Tuesday, February 15, 2011

email to a textbook rep

Dear textbook rep,

I haven't received the brand-new textbook yet (author's name and title redacted), but today I did get the Instructor's Media CD for it, and I've been through all the sets of slides.  I'm afraid it's not at all what we're looking for.

Because the title promises a genomics approach, I was hoping for a text that presented the basic principles of genetics in the context of our new spectacular information about human and other genomes.  Instead it's yet another old-fashioned Genetic Analysis textbook, with no modern genomics at all! 

The first chapter covers molecular biology at a high-school senior/Intro Bio level, and is followed by the standard four chapters teaching classical genetics (Mendel and single-gene inheritance, mitosis and meiosis, linkage and mapping, chromosome structure and behaviour.  All the same material that's been taught since the 1960s, with the odd snippet about gene function, such as the molecular defect in Mendel's wrinkled pea allele.  Then a series of more molecular chapters (DNA replication, bacteria and their viruses, gene expression, gene regulation), all still very classical in the information they present.

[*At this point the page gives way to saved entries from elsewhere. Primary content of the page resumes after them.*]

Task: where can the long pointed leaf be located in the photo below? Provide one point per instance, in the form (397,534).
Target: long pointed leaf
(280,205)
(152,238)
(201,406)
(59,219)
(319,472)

Chapter 10 claims to be about genomics.  But what does it contain?  The same old molecular cloning and genetic engineering methods, supplemented with explanations about how microarrays work and how a germ-line transformation is done.  The only genomics is the genome of the bacterium Mycoplasma genitalium, published 15 years ago!  No human examples at all, just flies and fish and rice.

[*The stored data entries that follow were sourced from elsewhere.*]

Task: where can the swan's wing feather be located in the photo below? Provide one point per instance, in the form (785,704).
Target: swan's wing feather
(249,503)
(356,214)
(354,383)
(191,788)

Then more standard chapters with the standard material present in every other textbook: development, mutation and DNA repair, cell cycles and cancer, classical population genetics, classical quantitative genetics.

Students taking an introductory genetics course don't need to learn how to clone genes, they don't need to know what Mendel did, and they certainly don't need to understand how a Southern blot is done.  Even professional geneticists never do Southern blots any more!

More than anything students need to understand their own genomes.  They need to know how inheritance works, and how genes affect phenotypes.  They need to understand natural genetic variation, in their own and other species.  These concepts aren't particularly difficult, except maybe when they're embedded in the baggage of classical genetic analysis.

I'm quite disappointed, as I was hoping that this would finally be a textbook we could use.  But I guess I'll continue to make do without any assigned textbook.

I'm attaching a copy of the lecture schedule for this course, just in case you know of any other textbook that might take a more modern approach.